Pollutant and greenhouse gas emission inventories provide essential information for policy makers, governments and subsidiary bodies to evaluate progress towards emission abatement measures, and decide on future strategies. Inventories use different methodologies between countries, and have large uncertainties related to both activity data and emission factors. The use of satellite data, notably the imagery of the atmospheric composition, should enhance the accuracy, timeliness and the spatial and temporal resolution of inventories.
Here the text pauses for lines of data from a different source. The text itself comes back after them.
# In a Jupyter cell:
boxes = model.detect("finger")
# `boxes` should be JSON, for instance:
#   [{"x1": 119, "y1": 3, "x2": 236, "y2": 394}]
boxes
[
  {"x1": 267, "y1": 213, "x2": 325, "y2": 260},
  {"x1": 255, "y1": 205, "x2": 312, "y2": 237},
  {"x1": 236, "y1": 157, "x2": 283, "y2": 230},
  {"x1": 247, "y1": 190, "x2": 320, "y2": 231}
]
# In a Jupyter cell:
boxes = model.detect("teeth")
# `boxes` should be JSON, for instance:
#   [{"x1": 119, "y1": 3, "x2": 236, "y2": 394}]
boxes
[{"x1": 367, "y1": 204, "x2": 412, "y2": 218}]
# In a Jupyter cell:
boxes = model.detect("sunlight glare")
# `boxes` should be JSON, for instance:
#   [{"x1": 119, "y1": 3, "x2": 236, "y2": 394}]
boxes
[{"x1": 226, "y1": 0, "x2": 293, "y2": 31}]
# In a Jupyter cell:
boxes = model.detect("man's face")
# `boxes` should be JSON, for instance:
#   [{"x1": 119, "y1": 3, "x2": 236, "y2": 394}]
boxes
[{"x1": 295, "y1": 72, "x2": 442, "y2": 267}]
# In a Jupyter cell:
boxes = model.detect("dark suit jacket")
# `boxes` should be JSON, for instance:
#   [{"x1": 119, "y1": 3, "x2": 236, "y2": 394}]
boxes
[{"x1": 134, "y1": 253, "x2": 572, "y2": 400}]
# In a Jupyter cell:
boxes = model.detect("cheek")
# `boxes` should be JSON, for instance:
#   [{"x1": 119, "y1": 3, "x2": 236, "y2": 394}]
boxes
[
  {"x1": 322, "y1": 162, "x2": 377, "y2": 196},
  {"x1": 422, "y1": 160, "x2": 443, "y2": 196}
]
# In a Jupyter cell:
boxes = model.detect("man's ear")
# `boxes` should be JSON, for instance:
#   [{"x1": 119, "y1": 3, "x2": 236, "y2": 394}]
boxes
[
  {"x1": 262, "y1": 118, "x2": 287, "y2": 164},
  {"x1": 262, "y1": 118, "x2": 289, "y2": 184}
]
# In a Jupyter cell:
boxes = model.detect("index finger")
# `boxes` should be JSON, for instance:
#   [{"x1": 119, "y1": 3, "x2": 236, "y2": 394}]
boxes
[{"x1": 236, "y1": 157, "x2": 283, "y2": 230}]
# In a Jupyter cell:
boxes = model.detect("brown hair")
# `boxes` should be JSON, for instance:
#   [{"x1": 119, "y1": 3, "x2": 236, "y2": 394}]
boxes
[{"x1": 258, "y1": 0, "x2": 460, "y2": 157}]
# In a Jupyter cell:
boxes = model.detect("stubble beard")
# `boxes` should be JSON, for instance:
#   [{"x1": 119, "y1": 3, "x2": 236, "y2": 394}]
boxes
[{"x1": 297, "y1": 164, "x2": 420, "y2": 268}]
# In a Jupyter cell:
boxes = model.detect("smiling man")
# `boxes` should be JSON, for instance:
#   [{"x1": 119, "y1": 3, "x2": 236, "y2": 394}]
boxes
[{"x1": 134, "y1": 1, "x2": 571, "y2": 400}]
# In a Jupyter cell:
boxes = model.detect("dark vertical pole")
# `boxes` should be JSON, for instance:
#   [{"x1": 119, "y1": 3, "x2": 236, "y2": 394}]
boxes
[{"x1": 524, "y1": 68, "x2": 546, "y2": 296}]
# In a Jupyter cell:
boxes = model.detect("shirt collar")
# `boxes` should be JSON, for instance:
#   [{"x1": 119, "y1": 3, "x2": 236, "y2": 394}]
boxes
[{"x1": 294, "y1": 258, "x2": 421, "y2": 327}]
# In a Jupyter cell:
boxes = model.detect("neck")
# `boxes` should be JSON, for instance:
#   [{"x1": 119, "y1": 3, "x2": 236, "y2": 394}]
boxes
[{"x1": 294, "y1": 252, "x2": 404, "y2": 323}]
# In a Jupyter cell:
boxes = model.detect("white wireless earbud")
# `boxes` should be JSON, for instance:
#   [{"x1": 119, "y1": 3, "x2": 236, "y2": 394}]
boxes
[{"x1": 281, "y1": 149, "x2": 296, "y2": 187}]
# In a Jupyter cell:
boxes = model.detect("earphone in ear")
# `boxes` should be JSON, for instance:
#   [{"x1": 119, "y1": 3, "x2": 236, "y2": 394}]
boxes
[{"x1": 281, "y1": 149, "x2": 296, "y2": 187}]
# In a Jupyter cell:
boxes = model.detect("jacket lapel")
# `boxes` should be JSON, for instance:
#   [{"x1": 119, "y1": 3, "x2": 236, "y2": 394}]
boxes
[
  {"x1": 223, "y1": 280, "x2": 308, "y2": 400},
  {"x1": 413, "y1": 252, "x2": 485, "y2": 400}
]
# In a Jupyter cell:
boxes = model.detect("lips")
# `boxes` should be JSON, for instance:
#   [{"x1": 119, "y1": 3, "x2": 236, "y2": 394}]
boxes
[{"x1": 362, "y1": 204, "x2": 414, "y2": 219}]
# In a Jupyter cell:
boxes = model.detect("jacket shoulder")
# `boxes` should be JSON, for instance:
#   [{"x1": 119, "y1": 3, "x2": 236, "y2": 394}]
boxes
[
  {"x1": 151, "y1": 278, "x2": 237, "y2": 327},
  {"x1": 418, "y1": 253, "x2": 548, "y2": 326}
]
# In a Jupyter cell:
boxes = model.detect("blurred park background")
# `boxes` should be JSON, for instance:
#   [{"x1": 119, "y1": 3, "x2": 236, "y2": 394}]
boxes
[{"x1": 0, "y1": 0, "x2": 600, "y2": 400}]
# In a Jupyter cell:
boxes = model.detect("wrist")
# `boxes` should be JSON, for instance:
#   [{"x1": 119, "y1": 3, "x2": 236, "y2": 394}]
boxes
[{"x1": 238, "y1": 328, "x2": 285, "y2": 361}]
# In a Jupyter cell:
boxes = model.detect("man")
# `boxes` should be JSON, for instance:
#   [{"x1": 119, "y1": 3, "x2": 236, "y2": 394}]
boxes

The European Space Agency (ESA)-funded WORLD EMISSION project kicked-off on 4th of March 2022 and will last two years. The project aims to provide an enhanced global emission monitoring service by developing top down emissions estimates based on satellite data. These estimates based on proven methodologies from the science community will be compared with bottom-up inventories, in close collaboration with end-user organisations, to define related product target requirements.
Objective
The ambition of the WORLD EMISSION project’s team is to develop an emission inventory system with the following characteristics:
- Species to be monitored: CH4, CO2, H2O, NH3, SO2, NO2, PM, CO, CH3OH (methanol), CH2O (formaldehyde), CHOCHO (glyoxal), Isoprene.
- Increase spatial and temporal resolution of existing inventories by introducing high resolution satellite data.
- New processing framework that is capable to work globally (at least, capable to manage the heterogeneities of different regions).
- Cover localized point source emissions from large industrial sites, hotspot emissions from oil, gas, and coal extraction basins forest fires and megacities, and regional and national scale emissions.
- Attribution of the anthropogenic sources to socioeconomic sectors.
- Merge the specific processing stages of each specie into a unified flow.